WIEN. (hpd/pw) Die ÖVP will ihn nur für Ungläubige, die Grünen für alle. Peter Kampits trauert ihm nach. Es geht um den Ethikunterricht. Die Debatte offenbart vor allem eines: Die Teilnehmenden haben nicht verstanden, worum es geht oder sind auf Kompromisse aus. Auffällig auch, wer alles zum Thema schweigt.

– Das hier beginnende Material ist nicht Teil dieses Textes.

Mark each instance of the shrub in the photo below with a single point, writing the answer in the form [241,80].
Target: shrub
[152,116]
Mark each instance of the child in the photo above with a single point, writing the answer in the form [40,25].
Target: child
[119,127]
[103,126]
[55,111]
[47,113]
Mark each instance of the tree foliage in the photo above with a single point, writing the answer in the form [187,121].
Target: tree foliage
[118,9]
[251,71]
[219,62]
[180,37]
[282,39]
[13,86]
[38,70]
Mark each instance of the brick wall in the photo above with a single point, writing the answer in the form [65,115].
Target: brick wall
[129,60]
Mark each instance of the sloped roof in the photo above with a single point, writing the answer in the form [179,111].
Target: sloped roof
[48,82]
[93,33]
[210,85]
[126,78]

Den armen Heidenkindern fehlt es an moralischer Orientierung im Leben. Es muss etwas dagegen getan werden, dass sie Omas auf dem Schulweg ausrauben, halbe Schulen verwüsten oder ihre Klassen samt Lehrern terrorisieren oder sonst wie auf die falsche Bahn geraten. Das gilt auch für die bekanntermaßen subversiven Elemente unter den Schülern, die sich – welch furchtbare Vorstellung – vom konfessionellen Religionsunterricht abmelden. Außerdem schadet zu viel Freizeit. Die zwei Stunden, die man nicht im konfessionellen Religionsunterricht vollbringt, könnten die Schüler für etwas Sinnvolles nutzen. Lernen, nachdenken oder ausschlafen etwa. Dem sei vorgesehen, findet die „Volks“partei, zuletzt in Gestalt der niederösterreichischen Familienlandesrätin Johanna Mikl-Leitner. Und sofort hat sie eine Lösung parat, die verhindert, dass die armen Heidenkinder ohne moralischen Halt durchs Leben irren müssen: Den Ethikunterricht. In den sollen alle Kinder gehen müssen, die nicht den konfessionellen Religionsunterricht besuchen, der ( © Mikl-Leitner) „wie kein anderes Schulfach, Werte und Orientierung“ vermittle.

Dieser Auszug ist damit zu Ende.